2. pengurus, tabib, guru, pegawai, mandor (opzichter) atau bujang dalam penjara, rumah tempat melakukan pekerjaan untuk negeri (landswerkinrichting), rumah pendidikan, rumah piatu, rumah sakit, rumah sakit ingatan atau balai derma, yang melakukan pencabulan dengan orang yang ditempatkan di situ.

Latar Belakang Kasus Mas Bechi

Kasus ini mencuat setelah santriwati di salah satu ponpes itu melaporkan Mas Bechi ke Polres Jombang. Santriwati itu mengaku dicabuli oleh Mas Bechi pada pertengahan tahun 2017.

Mas Bechi adalah anak seorang kiai pengurus ponpes, KH Muhammad Mukhtar Mukti. Kasus dugaan asusila ini kemudian diambil alih oleh Polda Jatim dari Polres Jombang.

kumparan post embed

Mas Bechi dijadwalkan diperiksa sejak Desember 2019. Dua kali dipanggil, Mas Bechi tak kunjung datang. Mas Bechi pada 2020 dalam kasus ini sudah ditetapkan sebagai tersangka.

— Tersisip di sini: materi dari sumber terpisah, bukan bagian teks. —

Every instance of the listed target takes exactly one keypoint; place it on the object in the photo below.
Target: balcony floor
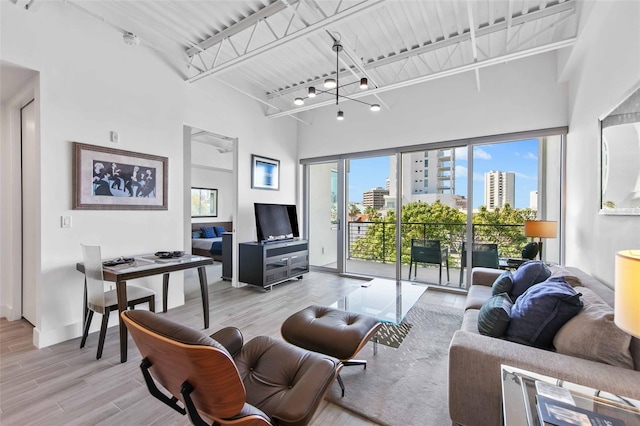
(427, 274)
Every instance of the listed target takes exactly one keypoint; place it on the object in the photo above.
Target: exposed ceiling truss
(274, 50)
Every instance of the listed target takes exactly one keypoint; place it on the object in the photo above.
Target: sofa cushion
(208, 232)
(477, 295)
(593, 335)
(502, 284)
(538, 314)
(570, 277)
(528, 274)
(495, 315)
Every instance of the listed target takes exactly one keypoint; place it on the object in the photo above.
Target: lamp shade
(627, 291)
(541, 228)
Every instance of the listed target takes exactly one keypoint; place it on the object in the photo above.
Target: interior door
(28, 147)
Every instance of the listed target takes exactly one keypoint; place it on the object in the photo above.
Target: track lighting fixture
(333, 83)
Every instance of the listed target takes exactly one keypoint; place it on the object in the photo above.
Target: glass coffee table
(387, 300)
(519, 399)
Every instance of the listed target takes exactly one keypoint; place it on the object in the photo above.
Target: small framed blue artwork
(265, 173)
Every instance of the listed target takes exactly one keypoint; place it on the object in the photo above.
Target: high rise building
(374, 198)
(427, 176)
(499, 189)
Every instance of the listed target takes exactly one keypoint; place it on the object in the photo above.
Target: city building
(427, 176)
(499, 189)
(374, 198)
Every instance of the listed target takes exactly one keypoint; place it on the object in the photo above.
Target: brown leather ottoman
(330, 331)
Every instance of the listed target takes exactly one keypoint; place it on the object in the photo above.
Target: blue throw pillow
(502, 284)
(208, 232)
(528, 274)
(541, 311)
(495, 315)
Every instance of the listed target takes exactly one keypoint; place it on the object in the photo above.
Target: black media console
(265, 265)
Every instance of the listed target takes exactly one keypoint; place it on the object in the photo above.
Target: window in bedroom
(204, 202)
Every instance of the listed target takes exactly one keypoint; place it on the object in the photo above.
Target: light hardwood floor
(65, 385)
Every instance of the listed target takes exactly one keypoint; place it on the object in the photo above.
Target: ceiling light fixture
(334, 83)
(130, 38)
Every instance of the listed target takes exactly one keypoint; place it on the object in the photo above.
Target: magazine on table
(557, 413)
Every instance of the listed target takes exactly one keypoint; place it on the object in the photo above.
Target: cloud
(478, 154)
(481, 154)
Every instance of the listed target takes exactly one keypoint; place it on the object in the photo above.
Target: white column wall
(602, 69)
(92, 83)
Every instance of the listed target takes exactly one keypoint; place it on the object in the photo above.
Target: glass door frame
(469, 144)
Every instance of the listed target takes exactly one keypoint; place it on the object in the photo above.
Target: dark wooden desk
(148, 267)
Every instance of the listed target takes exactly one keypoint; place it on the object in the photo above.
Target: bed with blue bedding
(206, 238)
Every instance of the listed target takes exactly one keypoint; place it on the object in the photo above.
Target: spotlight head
(330, 83)
(130, 38)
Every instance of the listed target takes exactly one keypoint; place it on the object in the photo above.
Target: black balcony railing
(376, 241)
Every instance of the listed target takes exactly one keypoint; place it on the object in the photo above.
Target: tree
(354, 211)
(438, 221)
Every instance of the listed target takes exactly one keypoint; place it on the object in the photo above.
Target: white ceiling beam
(239, 26)
(318, 26)
(474, 46)
(480, 32)
(442, 74)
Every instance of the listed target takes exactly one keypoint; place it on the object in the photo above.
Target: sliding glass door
(430, 214)
(323, 215)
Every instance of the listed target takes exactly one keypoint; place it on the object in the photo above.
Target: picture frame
(204, 202)
(112, 179)
(265, 173)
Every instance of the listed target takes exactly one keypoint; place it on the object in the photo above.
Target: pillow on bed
(208, 232)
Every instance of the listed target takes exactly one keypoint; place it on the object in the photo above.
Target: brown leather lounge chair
(263, 382)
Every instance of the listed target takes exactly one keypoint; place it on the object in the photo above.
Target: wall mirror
(620, 156)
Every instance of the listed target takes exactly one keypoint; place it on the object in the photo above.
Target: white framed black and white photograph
(113, 179)
(265, 173)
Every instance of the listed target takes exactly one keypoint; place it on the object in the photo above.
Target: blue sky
(520, 157)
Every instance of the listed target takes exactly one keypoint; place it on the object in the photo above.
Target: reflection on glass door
(513, 182)
(323, 215)
(371, 216)
(433, 216)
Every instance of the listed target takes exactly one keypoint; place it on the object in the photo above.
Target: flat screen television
(276, 222)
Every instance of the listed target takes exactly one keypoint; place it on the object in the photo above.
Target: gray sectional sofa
(475, 396)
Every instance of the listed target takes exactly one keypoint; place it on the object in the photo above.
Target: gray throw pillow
(593, 335)
(494, 315)
(528, 274)
(541, 311)
(502, 284)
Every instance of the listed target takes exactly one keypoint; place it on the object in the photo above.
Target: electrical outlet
(65, 221)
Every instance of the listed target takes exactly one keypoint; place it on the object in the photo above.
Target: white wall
(92, 83)
(517, 96)
(213, 169)
(604, 66)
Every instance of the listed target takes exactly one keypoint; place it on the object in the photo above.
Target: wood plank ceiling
(274, 50)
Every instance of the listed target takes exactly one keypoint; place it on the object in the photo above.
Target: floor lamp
(627, 291)
(540, 229)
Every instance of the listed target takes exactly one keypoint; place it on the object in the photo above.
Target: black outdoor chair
(485, 255)
(428, 251)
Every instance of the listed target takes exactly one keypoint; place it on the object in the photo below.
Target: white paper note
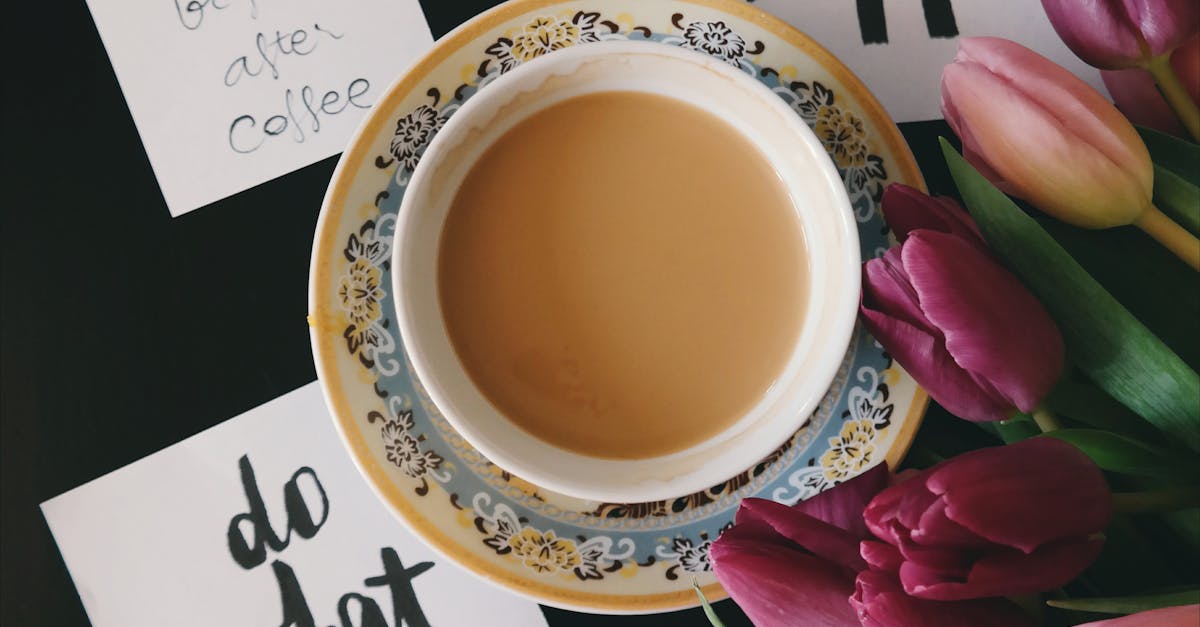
(175, 538)
(228, 94)
(905, 73)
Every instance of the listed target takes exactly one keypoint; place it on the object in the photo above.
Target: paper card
(259, 520)
(899, 47)
(228, 94)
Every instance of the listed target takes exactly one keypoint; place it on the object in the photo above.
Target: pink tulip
(881, 602)
(1177, 616)
(1117, 34)
(963, 326)
(999, 521)
(1043, 135)
(783, 565)
(1137, 95)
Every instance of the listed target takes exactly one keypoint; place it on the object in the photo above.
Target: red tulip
(783, 565)
(1041, 133)
(997, 521)
(963, 326)
(907, 209)
(1176, 616)
(1135, 94)
(881, 602)
(1117, 34)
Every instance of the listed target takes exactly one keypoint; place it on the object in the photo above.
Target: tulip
(1043, 135)
(963, 326)
(1135, 94)
(1119, 34)
(781, 563)
(999, 521)
(907, 209)
(1176, 616)
(1122, 34)
(881, 602)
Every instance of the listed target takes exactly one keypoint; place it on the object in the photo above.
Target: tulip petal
(775, 585)
(886, 287)
(881, 556)
(1079, 108)
(881, 602)
(936, 529)
(1024, 495)
(1050, 143)
(1164, 24)
(1134, 93)
(843, 505)
(994, 327)
(1098, 31)
(1003, 572)
(907, 209)
(1176, 616)
(815, 536)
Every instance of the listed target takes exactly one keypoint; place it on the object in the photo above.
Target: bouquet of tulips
(1084, 505)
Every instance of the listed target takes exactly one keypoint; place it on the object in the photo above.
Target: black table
(125, 330)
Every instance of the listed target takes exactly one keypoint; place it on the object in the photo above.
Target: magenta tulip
(963, 326)
(785, 563)
(1176, 616)
(1137, 95)
(1116, 34)
(999, 521)
(907, 209)
(881, 602)
(1041, 133)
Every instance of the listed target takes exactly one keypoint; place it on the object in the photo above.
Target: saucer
(589, 556)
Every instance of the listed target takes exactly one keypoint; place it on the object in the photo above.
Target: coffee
(623, 275)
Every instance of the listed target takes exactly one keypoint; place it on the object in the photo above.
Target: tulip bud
(999, 521)
(881, 602)
(1041, 133)
(1117, 34)
(963, 326)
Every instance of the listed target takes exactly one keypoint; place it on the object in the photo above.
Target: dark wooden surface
(125, 330)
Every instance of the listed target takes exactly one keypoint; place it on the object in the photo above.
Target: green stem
(1169, 500)
(1045, 419)
(1175, 94)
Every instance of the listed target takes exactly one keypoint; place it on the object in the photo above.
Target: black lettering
(281, 124)
(233, 127)
(405, 605)
(299, 515)
(249, 555)
(295, 607)
(327, 101)
(940, 19)
(871, 22)
(370, 615)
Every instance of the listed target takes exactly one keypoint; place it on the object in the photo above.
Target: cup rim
(703, 475)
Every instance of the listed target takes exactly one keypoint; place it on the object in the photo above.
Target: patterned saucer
(611, 557)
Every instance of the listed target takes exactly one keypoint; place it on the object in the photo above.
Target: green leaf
(703, 603)
(1116, 351)
(1119, 453)
(1128, 604)
(1177, 198)
(1089, 405)
(1174, 154)
(1017, 429)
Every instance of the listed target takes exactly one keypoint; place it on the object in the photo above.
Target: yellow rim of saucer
(324, 344)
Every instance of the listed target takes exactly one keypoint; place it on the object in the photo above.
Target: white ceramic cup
(822, 208)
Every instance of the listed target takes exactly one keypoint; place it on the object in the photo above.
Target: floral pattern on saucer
(562, 549)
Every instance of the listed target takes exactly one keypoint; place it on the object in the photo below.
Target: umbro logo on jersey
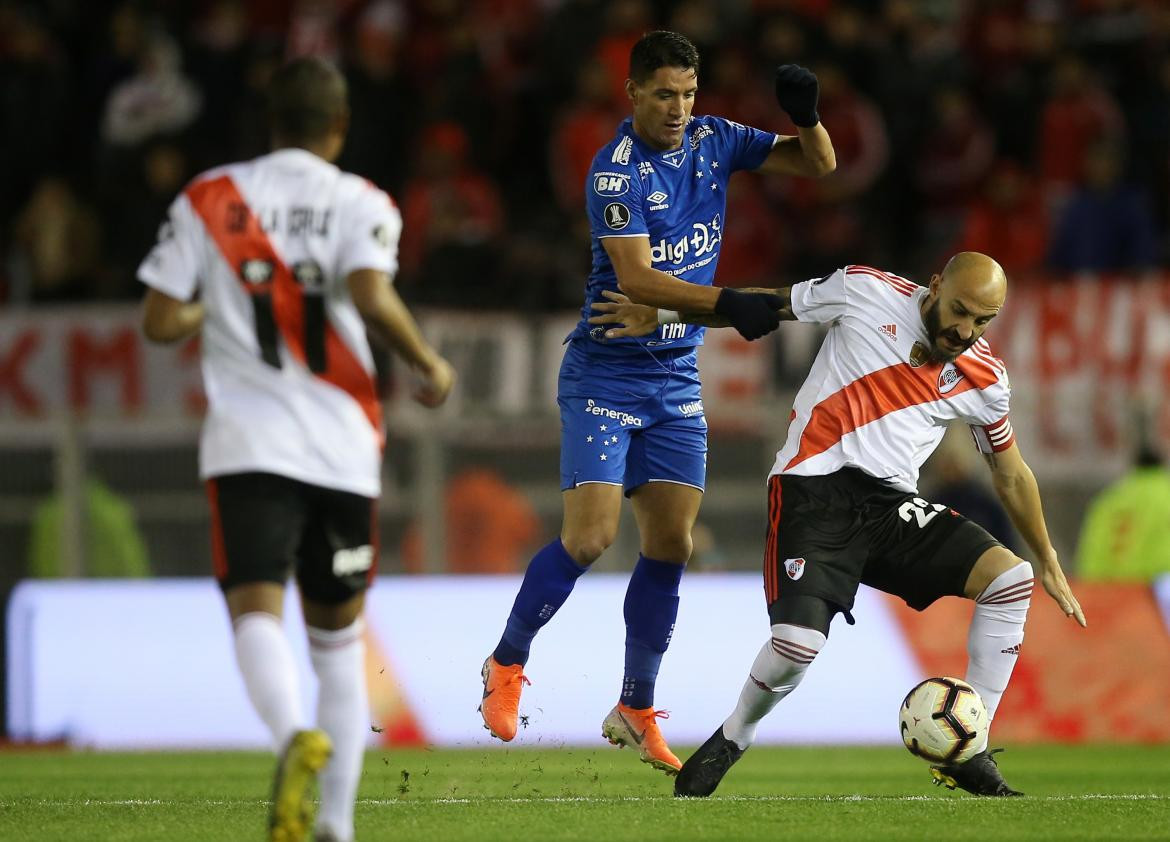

Polisi berjaga di depan gerbang Pondok Pesantren Shiddiqiyyah Ploso saat proses upaya penangkapan Moch Subchi Azal Tsani (MSAT) di Jombang, Jawa Timur, Kamis (7/7/2022). Foto: Syaiful Arif/ANTARA FOTO

Setelah berbagai upaya dilakukan, Mas Bechi akhirnya menyerahkan diri pada Kamis (7/7/2022) malam. Proses penangkapan Mas Bechi cukup alot. Hampir sekitar 15 jam Polda Jatim dan Polres Jombang mengerahkan pasukannya untuk mengepung ponpes milik orang tua Mas Bechi.

Pada hari penangkapan, banyak insiden yang terjadi. Salah satunya yaitu Kasat Reskrim Polres Jombang AKP Giadi Nugraha disiram air panas. Dari informasi yang di dapat, penyiraman dilakukan oleh relawan Mas Bechi yang berusaha menghalangi penangkapan.